This invention pertains generally to electromagnet actuators and more particularly to such actuators in which the armature is retained against a biasing force in a retracted position by magnetic attraction until selectively released to an actuating or extended position.
Electromagnetic actuators such as relays or print hammers are well known in which a magnetic armature is released from an attracted position by a counteracting bucking coil. The magnetic holding flux in such devices may be generated by a permanent magnet or electromagnetic coils energized by either direct or alternating current. Reset of the armature or actutator is accomplished by terminating the energization of the bucking coil while maintaining the normal holding flux, providing a supplemental flux generator or mechanical reset device.

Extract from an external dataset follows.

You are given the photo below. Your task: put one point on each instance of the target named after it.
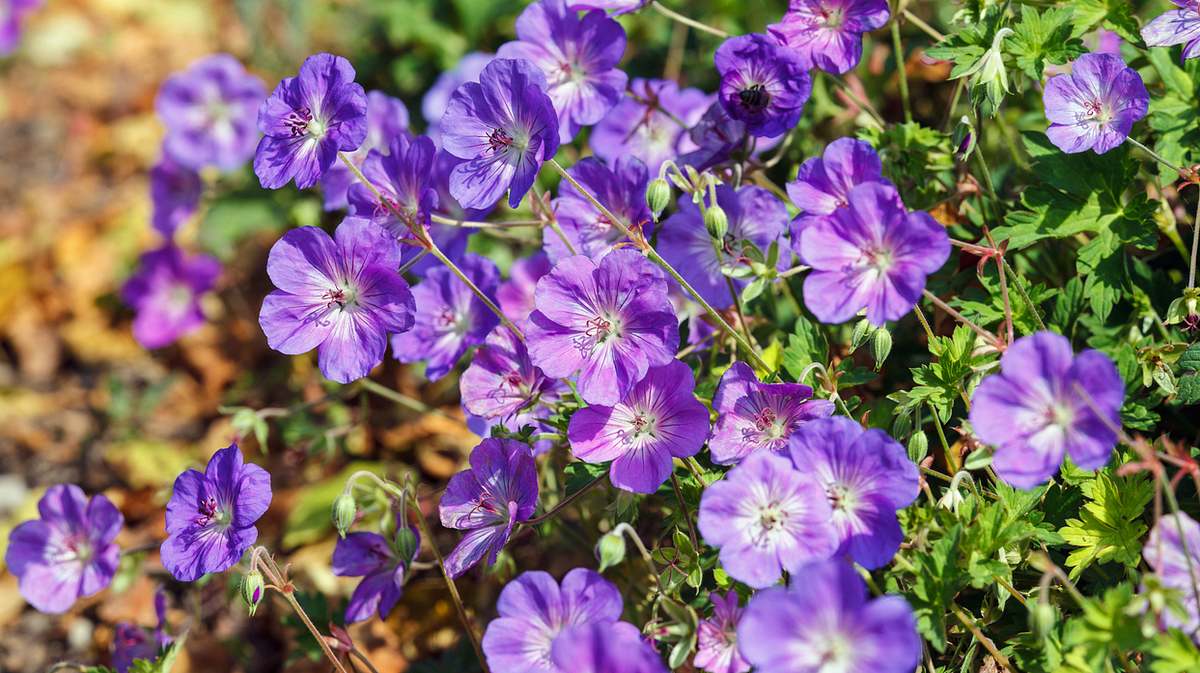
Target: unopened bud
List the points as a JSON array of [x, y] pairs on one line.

These actuators frequently comprise a multi-legged core, usually three legs, to provide alternate flux paths along which the primary magnetomotive force can be diverted by the bucking coil to accomplish release of the armature. Although the holding force can be generated by an alternating current coil, the holding flux source is preferably produced by means of a direct current coil or permanent magnet because of the fast operating times, smaller size and low input energy requirements. Examples of A.C. actuators are shown in U.S. Pat. Nos. 2,509,835 and 3,389,310. In each of these, the primary magnetomotive force is provided by an A.C. coil and release or attraction of the armature or actuator is controlled by opening or shorting a secondary coil on the center leg of the core which is operable to divert the holding flux either to or away from the armature. In U.S. Pat. Nos. 1,956,279 and 3,659,238, permanent magnets are employed as one leg of the core member, and bucking coils are attached to another leg to selectively counteract primary holding flux away from the core leg which retains the actuator.
In each of these references, the selectively operable bucking coil must be supplied with an amount of energy sufficient to reduce the flux in the armature or actuator leg of the core, which is usually some constant quantity. In a low duty cycle or low frequency operation, the input energy is of little consequence; however, in applications requiring a high duty cycle or high frequency operation, input energy becomes significant, causing heating or requiring the use of larger, more expensive components to handle the necessary current.